Il giovane giornalista di Mazar-i-Sharif, da oltre un anno in carcere per aver offeso il corano, prima condannato all’ergastolo (sentenza poi commutata in vent’anni di carcere) dovrà scontare la pena stando alla notizia (diffusa da Human Right Watch) che questa seconda condanna per blasfemia è stata confermata dalla Corte suprema afghana. La notizia è arriva alla famiglia di Perwez Kambakhsh solo dopo che è stata trasmessa alle autorità della provincia di Bhalk per essere eseguita.
La conferma della condanna è infatti avvenuta (e non è una novità in questa vicenda) in una seduta chiusa al pubblico e di fatto segreta.
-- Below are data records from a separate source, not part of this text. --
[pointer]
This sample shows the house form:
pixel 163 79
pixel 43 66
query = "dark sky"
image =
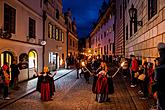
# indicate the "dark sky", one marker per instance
pixel 85 12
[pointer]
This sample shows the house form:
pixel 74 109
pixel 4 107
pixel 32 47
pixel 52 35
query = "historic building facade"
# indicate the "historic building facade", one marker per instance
pixel 72 37
pixel 20 31
pixel 119 28
pixel 55 35
pixel 143 37
pixel 102 35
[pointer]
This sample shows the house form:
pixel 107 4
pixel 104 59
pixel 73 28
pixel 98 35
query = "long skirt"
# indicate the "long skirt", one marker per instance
pixel 102 89
pixel 45 91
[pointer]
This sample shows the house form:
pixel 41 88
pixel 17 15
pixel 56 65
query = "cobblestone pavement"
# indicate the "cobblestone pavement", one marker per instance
pixel 27 87
pixel 75 94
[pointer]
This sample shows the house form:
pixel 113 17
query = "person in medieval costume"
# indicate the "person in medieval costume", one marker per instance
pixel 45 84
pixel 102 87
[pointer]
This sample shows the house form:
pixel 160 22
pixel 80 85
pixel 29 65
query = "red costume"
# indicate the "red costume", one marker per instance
pixel 45 86
pixel 102 87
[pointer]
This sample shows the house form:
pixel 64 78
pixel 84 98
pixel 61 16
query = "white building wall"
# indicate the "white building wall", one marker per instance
pixel 18 43
pixel 143 43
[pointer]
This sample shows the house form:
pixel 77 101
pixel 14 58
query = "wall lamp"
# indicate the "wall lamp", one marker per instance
pixel 5 34
pixel 133 15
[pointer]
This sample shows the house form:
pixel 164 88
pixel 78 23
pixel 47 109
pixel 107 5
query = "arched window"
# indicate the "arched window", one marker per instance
pixel 32 59
pixel 6 57
pixel 57 14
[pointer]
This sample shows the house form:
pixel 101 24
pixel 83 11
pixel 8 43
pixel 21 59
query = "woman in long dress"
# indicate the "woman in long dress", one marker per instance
pixel 101 87
pixel 45 85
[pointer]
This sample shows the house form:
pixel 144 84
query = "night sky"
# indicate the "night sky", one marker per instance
pixel 85 12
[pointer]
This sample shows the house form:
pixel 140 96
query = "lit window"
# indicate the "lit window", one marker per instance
pixel 9 18
pixel 62 36
pixel 50 28
pixel 57 36
pixel 152 8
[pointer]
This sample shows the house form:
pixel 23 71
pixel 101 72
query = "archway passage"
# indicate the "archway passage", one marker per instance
pixel 33 65
pixel 6 56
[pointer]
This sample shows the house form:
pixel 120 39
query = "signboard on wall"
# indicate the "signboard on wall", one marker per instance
pixel 23 61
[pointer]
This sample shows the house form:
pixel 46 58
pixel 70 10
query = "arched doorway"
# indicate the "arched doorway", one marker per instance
pixel 33 65
pixel 6 56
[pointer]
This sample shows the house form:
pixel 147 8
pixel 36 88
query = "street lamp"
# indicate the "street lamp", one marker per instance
pixel 133 15
pixel 5 34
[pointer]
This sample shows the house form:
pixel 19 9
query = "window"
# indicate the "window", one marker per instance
pixel 110 16
pixel 63 56
pixel 57 14
pixel 50 29
pixel 104 50
pixel 104 34
pixel 54 32
pixel 120 11
pixel 125 4
pixel 57 34
pixel 70 42
pixel 107 48
pixel 135 21
pixel 101 50
pixel 32 26
pixel 62 36
pixel 73 43
pixel 130 28
pixel 60 39
pixel 127 32
pixel 9 19
pixel 110 47
pixel 152 8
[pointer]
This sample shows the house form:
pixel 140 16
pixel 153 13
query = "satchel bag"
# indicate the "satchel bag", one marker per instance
pixel 142 77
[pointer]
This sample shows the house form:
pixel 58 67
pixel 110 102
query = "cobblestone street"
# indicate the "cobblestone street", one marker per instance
pixel 75 94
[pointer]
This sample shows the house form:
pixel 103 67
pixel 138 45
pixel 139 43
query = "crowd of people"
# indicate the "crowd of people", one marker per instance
pixel 147 76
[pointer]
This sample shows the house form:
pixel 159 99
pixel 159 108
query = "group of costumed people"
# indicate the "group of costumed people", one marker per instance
pixel 45 84
pixel 102 83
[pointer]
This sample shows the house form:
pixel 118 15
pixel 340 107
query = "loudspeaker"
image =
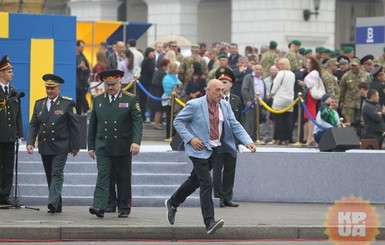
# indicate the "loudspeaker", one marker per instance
pixel 339 139
pixel 369 144
pixel 83 131
pixel 177 143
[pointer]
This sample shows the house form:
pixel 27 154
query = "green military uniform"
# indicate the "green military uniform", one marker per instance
pixel 331 85
pixel 58 133
pixel 11 129
pixel 350 94
pixel 113 127
pixel 267 61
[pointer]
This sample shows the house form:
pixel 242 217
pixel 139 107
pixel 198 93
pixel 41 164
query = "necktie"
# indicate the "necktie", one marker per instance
pixel 52 103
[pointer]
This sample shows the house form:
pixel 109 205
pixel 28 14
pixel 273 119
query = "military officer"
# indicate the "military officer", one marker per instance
pixel 296 59
pixel 114 135
pixel 224 165
pixel 56 125
pixel 349 94
pixel 10 127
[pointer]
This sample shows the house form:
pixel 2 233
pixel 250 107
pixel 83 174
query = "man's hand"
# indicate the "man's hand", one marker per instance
pixel 74 152
pixel 197 144
pixel 30 149
pixel 91 153
pixel 251 147
pixel 134 149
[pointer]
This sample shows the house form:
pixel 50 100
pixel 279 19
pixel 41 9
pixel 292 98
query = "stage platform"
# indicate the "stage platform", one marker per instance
pixel 272 174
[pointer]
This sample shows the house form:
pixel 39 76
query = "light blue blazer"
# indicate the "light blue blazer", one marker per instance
pixel 193 121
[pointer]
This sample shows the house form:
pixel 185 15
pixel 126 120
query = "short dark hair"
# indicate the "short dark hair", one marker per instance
pixel 131 42
pixel 371 93
pixel 79 42
pixel 363 85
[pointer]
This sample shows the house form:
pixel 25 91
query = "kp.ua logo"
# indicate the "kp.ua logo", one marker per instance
pixel 352 219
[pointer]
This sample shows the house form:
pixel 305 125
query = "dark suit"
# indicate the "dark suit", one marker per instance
pixel 11 129
pixel 112 129
pixel 224 181
pixel 58 134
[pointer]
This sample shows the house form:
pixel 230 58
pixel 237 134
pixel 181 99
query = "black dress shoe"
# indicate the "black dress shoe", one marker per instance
pixel 230 204
pixel 111 210
pixel 123 215
pixel 221 203
pixel 97 211
pixel 51 208
pixel 214 226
Parwez ha scritto o meglio solo diffuso (perchè afferma di averlo scaricato da Internet) un articolo sui diritti delle donne e l’Islam tra compagni di classe del suo corso universitario. Secondo molti però è stato “incastrato” per colpire suo fratello Ibrahim, giornalista che ha più volte denunciato i traffici e gli affari dei signori della guerra della provincia (l’ho incontrato e intervistato per il Tg3 un anno fa a Kabul, poco dopo che era stato sollevato il caso e lui stesso conferma questa spiegazione).
E’ una storia quella di Parwez che ha trovato grande eco all’estero e sintetizza i limiti nel processo di riforma e “costruizione” del sistema giudiziario afghano (processo finanziato dall’Italia), le crescenti pressioni sulla vivace stampa afghana e la deriva integralista in alcuni ambienti governativi del Paese. Sulla sua storia proverò a tornare in un post più approfondito.